Elk Creek is an 18 mi tributary of the Rogue River in the U.S. state of Oregon. Beginning at 4931 ft above sea level in the western foothills of the Cascade Range, it flows generally southwest through the Rogue River – Siskiyou National Forest and the U.S. Army Corps of Engineers Elk Creek Project lands to Rogue Elk Park in Jackson County. Here the creek enters the Rogue River 5.25 mi downstream from Lost Creek Lake and 3.2 mi river miles upstream of the small town of Trail. Elk Creek Dam, an incomplete flood-control structure that blocked fish migration for more than 20 years, was partly demolished in 2008 to restore endangered anadromous fish passage.

==Course==
In its first 6 mi or so, Elk Creek receives Brush Creek from the left, Swanson and Bitter Lick creeks from the right, and Button Creek from the left.
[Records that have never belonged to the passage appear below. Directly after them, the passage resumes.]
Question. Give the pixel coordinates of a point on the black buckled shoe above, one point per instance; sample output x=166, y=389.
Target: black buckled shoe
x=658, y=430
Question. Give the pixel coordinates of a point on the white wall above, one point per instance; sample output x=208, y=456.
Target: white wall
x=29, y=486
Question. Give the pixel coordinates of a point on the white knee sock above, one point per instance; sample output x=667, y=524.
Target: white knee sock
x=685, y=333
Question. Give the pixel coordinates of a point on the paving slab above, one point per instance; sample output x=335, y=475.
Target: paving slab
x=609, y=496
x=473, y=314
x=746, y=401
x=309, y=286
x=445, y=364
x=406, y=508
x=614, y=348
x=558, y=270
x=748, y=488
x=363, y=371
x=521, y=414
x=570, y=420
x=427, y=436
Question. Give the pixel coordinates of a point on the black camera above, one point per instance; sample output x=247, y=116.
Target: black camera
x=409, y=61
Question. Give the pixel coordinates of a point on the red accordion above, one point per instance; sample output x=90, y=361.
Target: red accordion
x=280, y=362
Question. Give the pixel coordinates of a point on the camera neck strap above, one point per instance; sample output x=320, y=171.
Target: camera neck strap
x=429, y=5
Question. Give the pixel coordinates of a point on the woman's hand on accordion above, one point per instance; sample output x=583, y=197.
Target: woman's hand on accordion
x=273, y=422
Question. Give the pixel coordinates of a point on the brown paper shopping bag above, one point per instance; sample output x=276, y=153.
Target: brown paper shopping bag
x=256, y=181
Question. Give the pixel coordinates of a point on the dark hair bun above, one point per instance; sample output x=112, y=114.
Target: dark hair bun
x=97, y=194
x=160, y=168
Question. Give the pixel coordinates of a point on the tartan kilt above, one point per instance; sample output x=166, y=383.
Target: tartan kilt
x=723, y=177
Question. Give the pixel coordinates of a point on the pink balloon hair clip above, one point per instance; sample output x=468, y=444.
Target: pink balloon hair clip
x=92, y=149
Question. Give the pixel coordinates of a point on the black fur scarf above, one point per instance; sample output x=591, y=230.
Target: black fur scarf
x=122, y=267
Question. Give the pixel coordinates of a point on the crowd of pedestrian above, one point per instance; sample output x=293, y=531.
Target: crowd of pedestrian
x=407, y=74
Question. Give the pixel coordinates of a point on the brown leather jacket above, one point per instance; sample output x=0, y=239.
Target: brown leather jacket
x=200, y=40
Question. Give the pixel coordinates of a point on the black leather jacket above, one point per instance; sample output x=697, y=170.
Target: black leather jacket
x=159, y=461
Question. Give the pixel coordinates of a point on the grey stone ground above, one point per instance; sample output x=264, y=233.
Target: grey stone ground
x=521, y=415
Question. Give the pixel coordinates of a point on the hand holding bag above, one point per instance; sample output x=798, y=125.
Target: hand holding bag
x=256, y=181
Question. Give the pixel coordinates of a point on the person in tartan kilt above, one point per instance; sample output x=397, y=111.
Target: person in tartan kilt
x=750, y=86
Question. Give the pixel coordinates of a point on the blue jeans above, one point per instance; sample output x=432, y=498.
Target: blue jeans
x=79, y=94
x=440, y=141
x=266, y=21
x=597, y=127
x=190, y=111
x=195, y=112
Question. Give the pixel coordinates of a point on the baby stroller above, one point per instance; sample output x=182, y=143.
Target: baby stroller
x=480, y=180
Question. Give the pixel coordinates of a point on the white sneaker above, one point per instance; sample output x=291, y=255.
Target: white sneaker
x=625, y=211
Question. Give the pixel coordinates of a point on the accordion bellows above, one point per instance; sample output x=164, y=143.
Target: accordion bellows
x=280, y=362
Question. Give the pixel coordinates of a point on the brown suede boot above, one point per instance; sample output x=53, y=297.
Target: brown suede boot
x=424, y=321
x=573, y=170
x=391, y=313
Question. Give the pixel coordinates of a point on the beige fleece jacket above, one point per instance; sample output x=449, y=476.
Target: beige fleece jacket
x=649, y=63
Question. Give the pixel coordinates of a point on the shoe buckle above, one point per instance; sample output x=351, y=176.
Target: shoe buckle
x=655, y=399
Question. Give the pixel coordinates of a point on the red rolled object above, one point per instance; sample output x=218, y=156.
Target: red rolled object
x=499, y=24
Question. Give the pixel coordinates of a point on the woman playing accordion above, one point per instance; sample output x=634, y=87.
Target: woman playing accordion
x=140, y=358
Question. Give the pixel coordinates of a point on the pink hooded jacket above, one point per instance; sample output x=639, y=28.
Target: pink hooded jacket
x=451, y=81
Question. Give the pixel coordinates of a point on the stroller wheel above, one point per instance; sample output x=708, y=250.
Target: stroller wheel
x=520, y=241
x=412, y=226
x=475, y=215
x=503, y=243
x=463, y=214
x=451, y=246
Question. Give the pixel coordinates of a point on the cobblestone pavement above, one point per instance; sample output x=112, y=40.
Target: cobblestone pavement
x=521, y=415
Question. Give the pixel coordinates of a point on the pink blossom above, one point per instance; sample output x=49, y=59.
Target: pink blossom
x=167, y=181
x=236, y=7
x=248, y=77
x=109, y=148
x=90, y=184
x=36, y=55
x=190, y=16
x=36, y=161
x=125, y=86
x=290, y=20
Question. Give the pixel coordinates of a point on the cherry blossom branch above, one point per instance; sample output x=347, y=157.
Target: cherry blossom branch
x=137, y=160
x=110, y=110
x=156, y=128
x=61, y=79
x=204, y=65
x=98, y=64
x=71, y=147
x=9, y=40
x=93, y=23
From here to the creek mouth, Elk Creek Road runs parallel to the stream along its right bank. Thereafter, Dodes Creek enters from the left and Sugarpine, Jones, Shell, and Flat creeks from the right. Near river mile (RM) 7 or river kilometer (RK) 11, Middle Creek enters from the right, and shortly thereafter Alco Creek also enters from the right. Elk Creek receives West Branch Elk Creek from the right about 3 mi from the mouth, slightly upstream of the Elk Creek Dam. Below the dam, the creek passes a United States Geological Survey (USGS) stream gauge, which is on the right at RM 1.3 (RK 2.1). Shortly thereafter, Berry Creek enters from the right. The creek then passes Rogue Elk County Park, which is on the left, flows under Crater Lake Highway / Oregon Route 62, and enters the Rogue River 152 mi from its mouth on the Pacific Ocean.

==Dam==
Elk Creek Dam was about 3 mi from the mouth of the creek. It was one of three dams authorized by Congress in 1962 to help control flooding along the Rogue River. The other two were the Lost Creek Dam, later renamed the William L. Jess Dam, on the Rogue main stem, and the Applegate Dam on the Applegate River. When the Elk Creek Dam was about one-third finished, lawsuits to protect endangered salmon and other migratory fish led to a court injunction that stopped construction in 1987. After 1992, fish trying to swim past the dam were trapped and hauled around it in trucks. Litigation and political battles lasting more than 20 years led to the compromise of demolishing about 15 percent of the dam and leaving the rest intact so that it might be restored in the future. In 2008, the United States Army Corps of Engineers dismantled part of the dam with explosives and restored the creek to its original channel. Originally scheduled to be 240 ft high, the dam had reached a height of 80 ft before work was stopped.